PUNK

Sie sieht ihn auf der Bühne stehen, er ist so weit entfernt 
von ihr  in seinem dreifachen Rausch.
Der Rausch vom Bier, der Rausch, in den ihn seine Musik bringt und
dieses berauschende Grölen des Publikums.
Er singt und liefert ihnen die Show, die sie erwarten.
Nicht viel ist mehr da von der Schüchternheit, die ihn sonst so 
quält, aber sie sieht sie doch in kurzen Augenblicken, in einem 
Lächeln, einem Blick.
Sie trinkt, soviel sie kann, will nicht zurückbleiben hinter seinem 
Suff, will nicht, dass ihr Nüchternsein sie trennt.
Sie spürt, wie aufgeladen die Stimmung im Raum ist, wie die 
Menschen um sie her immer wilder pogen, wie die vier auf der Bühne 
immer heißer werden durch das Ungestüme der Musik, durch die 
Begeisterung der gesichtslosen Masse.

Sie sieht sich um, sieht all die Menschen und fühlt sich so fremd 
unter ihnen.

Und dann hört sie die Mädchen kreischen und die Männer johlen:
Ja, er bietet ihnen auch heute, wofür er bekannt ist.
Das Mikrofon in der einen Hand ganz nah an seinem Mund wie in einem 
endlosen Kuss und in der anderen Hand sein Schwanz, den er hält und 
reibt, so schreit er seinen Punk heraus, seine Texte voll  
Zerrissenheit. 
Soviel Schmerz und Wut und Angst liegt in jedem Wort, in jedem Ton.

Wilder, immer wilder wird der Tanz.

Später, als die meisten gegangen sind und der Rest mit dem letzten 
Bier in der Hand irgendwo im Raum niedergesunken ist, schafft sie 
es, ihn zum Gehen zu bewegen.
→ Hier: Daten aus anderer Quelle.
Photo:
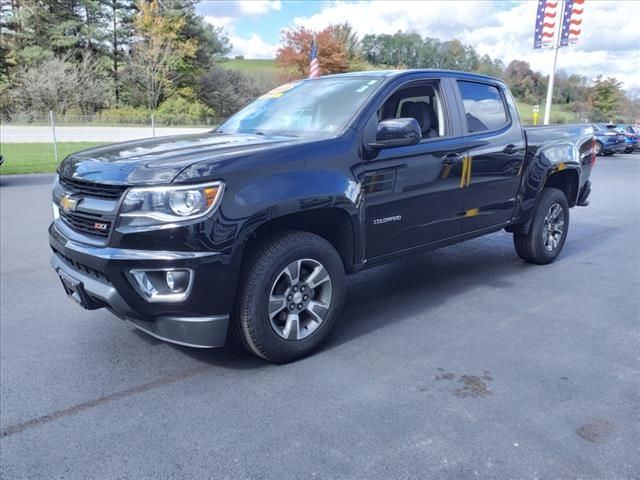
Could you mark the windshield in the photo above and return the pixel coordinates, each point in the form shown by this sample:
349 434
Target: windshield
318 107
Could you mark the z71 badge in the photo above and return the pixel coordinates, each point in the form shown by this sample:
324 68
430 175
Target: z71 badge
380 221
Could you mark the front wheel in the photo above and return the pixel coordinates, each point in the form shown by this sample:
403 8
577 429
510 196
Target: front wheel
548 230
291 293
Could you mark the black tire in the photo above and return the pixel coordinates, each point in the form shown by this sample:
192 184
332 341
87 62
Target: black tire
537 246
599 148
264 270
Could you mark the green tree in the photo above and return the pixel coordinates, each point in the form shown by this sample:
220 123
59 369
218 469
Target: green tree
160 54
605 99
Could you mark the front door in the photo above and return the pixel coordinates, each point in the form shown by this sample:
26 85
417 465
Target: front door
496 155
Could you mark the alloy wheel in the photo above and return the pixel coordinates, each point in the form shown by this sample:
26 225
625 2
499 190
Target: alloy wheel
300 299
553 228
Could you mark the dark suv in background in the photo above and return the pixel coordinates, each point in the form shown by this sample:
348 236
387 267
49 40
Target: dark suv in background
607 140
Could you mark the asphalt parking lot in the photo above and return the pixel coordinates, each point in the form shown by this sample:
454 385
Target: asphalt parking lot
460 363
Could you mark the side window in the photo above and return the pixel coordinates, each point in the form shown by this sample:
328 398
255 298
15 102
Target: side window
422 102
483 106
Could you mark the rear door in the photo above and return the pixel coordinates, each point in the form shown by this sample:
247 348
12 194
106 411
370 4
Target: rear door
413 194
496 153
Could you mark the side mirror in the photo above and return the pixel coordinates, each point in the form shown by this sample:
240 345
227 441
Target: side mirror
397 132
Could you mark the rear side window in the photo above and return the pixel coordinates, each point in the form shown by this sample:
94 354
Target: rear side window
483 106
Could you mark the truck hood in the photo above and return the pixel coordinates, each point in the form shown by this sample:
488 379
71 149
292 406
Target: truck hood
160 160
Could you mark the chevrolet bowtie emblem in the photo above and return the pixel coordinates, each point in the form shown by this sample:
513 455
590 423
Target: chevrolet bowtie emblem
68 203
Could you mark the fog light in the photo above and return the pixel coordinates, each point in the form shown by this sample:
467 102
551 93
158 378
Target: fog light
162 285
171 282
177 280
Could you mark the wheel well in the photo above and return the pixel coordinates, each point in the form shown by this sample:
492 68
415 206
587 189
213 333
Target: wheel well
332 224
567 181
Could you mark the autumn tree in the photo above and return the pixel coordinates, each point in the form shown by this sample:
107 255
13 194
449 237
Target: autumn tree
293 56
160 55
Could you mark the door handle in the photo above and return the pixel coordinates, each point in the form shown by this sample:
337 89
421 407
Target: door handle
451 159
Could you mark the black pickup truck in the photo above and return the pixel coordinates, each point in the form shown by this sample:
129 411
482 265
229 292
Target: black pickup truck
251 228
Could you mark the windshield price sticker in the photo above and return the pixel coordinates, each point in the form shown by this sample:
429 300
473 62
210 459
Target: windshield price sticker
279 91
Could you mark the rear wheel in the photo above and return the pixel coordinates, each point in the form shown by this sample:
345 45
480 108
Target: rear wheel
548 230
291 293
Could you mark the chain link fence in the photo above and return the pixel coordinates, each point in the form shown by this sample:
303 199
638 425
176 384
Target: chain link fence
38 141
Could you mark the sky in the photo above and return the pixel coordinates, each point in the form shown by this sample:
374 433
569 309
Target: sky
609 45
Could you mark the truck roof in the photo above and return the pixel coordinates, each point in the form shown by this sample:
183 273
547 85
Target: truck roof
398 73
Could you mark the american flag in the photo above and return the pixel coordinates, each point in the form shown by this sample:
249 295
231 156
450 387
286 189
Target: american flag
545 23
571 21
314 65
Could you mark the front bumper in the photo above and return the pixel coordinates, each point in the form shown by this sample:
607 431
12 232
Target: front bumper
615 148
200 320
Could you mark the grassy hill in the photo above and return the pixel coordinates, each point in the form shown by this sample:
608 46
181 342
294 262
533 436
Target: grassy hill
558 115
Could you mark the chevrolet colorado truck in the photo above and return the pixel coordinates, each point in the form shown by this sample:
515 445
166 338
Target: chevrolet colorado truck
250 229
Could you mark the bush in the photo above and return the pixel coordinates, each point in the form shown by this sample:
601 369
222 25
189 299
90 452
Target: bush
124 115
60 85
179 110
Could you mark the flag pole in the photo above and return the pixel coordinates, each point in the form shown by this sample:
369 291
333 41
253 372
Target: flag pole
556 47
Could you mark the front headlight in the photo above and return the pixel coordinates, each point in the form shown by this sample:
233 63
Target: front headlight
162 206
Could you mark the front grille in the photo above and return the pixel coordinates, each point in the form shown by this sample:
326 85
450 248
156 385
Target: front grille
87 223
81 187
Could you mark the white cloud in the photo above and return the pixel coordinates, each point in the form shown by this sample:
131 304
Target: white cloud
251 46
259 7
609 44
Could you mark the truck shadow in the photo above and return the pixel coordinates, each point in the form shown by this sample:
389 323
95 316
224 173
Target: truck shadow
396 292
399 291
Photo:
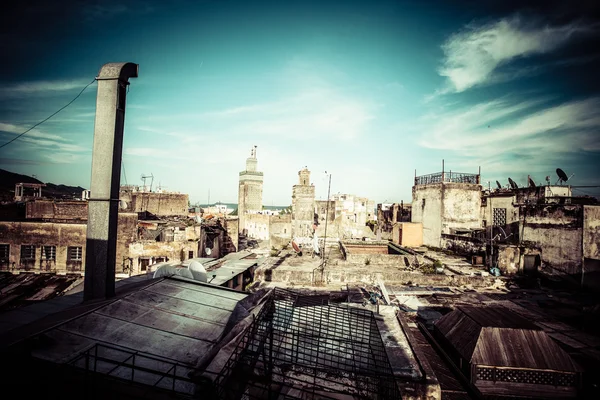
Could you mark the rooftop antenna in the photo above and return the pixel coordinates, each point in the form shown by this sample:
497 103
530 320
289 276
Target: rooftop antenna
144 177
562 177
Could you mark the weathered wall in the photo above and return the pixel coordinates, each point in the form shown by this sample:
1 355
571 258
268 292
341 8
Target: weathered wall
161 204
462 245
280 230
557 232
509 260
591 247
62 210
257 226
126 234
41 234
232 227
499 202
303 200
153 250
461 206
63 236
427 210
408 234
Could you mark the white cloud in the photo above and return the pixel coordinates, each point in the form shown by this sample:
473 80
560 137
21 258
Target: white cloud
472 56
506 138
37 88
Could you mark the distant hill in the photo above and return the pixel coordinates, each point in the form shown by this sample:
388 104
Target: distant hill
9 179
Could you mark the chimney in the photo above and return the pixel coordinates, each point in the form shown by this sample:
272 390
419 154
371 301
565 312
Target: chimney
103 204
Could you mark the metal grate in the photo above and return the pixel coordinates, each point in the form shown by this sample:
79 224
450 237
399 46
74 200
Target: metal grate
153 372
499 216
536 377
297 350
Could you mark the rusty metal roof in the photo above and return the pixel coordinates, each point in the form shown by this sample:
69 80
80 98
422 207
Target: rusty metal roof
495 336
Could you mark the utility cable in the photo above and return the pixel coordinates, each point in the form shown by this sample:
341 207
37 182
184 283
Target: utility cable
39 123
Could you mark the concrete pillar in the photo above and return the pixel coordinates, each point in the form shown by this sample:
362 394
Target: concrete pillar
103 204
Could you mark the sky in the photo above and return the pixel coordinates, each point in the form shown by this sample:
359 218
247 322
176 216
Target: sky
367 92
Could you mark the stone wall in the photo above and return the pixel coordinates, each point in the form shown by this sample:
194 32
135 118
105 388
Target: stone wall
161 204
557 232
591 247
61 210
442 207
407 234
257 226
303 209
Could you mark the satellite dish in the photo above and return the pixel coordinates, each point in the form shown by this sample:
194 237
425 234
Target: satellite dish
562 177
198 271
295 246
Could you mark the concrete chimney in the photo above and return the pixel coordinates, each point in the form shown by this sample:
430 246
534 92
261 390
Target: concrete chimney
103 204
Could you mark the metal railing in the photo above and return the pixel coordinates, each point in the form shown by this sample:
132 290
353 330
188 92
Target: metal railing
131 366
456 177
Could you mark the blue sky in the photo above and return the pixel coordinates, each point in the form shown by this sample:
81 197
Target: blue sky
368 91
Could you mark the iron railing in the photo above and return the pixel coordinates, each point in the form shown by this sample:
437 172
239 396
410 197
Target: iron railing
456 177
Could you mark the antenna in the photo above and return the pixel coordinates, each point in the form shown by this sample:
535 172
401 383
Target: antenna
144 177
562 177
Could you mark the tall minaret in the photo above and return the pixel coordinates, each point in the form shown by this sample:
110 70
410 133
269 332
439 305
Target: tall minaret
250 189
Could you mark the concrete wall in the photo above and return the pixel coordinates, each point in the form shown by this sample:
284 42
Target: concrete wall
506 202
408 234
427 210
461 206
50 209
557 232
303 209
509 260
257 226
161 204
442 207
591 247
232 227
63 236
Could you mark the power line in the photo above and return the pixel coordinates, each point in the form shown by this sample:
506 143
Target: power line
39 123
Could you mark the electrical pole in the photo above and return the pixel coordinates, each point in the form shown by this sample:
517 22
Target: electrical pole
326 218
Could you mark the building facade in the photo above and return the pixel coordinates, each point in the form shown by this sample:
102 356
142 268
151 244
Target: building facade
250 190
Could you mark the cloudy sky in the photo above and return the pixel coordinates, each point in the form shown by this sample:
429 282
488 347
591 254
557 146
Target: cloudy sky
369 91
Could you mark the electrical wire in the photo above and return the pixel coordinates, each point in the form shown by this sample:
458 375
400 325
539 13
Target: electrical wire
41 122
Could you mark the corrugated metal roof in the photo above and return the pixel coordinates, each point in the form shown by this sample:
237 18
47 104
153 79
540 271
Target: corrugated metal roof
522 348
495 336
174 318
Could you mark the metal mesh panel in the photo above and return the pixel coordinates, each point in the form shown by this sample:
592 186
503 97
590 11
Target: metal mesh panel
295 350
526 376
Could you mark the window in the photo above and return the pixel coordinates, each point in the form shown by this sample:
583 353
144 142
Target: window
499 216
74 253
49 253
28 252
4 252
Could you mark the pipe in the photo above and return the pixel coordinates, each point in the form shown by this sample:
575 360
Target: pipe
103 204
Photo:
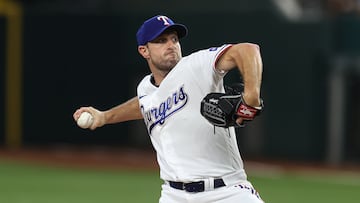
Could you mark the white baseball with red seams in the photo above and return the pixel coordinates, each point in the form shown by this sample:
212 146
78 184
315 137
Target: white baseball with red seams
85 120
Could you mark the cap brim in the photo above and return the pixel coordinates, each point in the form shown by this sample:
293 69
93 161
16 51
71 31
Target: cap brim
180 29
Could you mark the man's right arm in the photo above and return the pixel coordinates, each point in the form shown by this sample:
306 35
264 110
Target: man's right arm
126 111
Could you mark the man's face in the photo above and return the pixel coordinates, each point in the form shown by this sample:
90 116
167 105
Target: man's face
165 51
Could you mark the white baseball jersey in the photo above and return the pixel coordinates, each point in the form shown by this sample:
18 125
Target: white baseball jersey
188 147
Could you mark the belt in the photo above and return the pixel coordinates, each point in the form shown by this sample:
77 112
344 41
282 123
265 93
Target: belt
195 186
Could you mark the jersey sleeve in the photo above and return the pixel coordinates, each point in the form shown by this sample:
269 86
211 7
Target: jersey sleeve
203 67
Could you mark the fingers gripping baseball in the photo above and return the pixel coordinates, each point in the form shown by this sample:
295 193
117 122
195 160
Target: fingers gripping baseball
98 117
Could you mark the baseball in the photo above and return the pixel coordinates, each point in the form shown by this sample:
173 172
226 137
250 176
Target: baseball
85 120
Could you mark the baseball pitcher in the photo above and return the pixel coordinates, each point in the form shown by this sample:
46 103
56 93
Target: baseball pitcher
189 116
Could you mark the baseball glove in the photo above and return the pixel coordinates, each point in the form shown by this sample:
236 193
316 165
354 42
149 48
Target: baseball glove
222 109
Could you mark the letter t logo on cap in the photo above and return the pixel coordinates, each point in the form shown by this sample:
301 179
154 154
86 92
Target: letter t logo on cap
164 19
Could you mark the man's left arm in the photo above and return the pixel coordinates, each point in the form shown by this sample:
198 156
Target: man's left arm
247 58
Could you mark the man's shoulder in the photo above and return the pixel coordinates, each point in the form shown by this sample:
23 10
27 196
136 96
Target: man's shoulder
209 50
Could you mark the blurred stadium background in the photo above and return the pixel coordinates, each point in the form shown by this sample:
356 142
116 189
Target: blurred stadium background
58 55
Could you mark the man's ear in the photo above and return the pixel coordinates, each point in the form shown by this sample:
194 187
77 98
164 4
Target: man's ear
143 51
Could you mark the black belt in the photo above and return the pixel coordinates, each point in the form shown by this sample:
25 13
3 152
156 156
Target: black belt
195 186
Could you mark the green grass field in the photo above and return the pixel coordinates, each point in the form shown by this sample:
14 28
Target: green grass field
26 183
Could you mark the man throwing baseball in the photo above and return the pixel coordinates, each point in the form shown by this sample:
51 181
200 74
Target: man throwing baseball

Sie sehnt sich so sehr danach, mit 
ihm allein zu sein, ihm wieder nah zu sein.
Sie gehen die menschenleeren Strassen entlang. Sie fühlt, 
wie erregt und aufgedreht er noch ist. Mit dem Fuß tritt er gegen
die Seitenspiegel der am Strassenrand parkenden Autos. 
Das macht ihr Angst.

Er erzählt ihr ganz euphorisch von all den Dingen, die er jetzt 
machen wird und die ihm auch endlich alle gelingen werden. Und dass 
er viel mehr wert ist, als seine Familie und seine Freunde von ihm 
denken und dass er es ihnen allen jetzt zeigen wird.
Schweigend hört sie ihm zu und möchte so gern glauben, dass es 
diesmal wahr wird, was er sagt, dass er dieses Mal die Kraft 
findet, der zu sein, der er sein könnte. Dass all dies auch am 
Morgen noch da ist, wenn er aus seinem Rausch erwacht. 
Aber sie findet nicht mehr viel Kraft in sich zum Glauben. 
Mit ihren vierzehn Jahren fühlt sie sich so uralt. 
Es wird so sein wie jedes Mal: Morgen, nach dem Erwachen wird seine 
Euphorie Niedergeschlagenheit sein. Dann wird er jammern über sein 
Schicksal und ohne Hoffnung für irgendwas sein. Er wird sich an sie 
klammern und ihr sagen, dass er sie liebt, weil sie die einzige 
ist, die ihn sieht, und dass sie ihn nicht verlassen darf, 
weil er sonst nicht weiß, wie er weiterleben soll.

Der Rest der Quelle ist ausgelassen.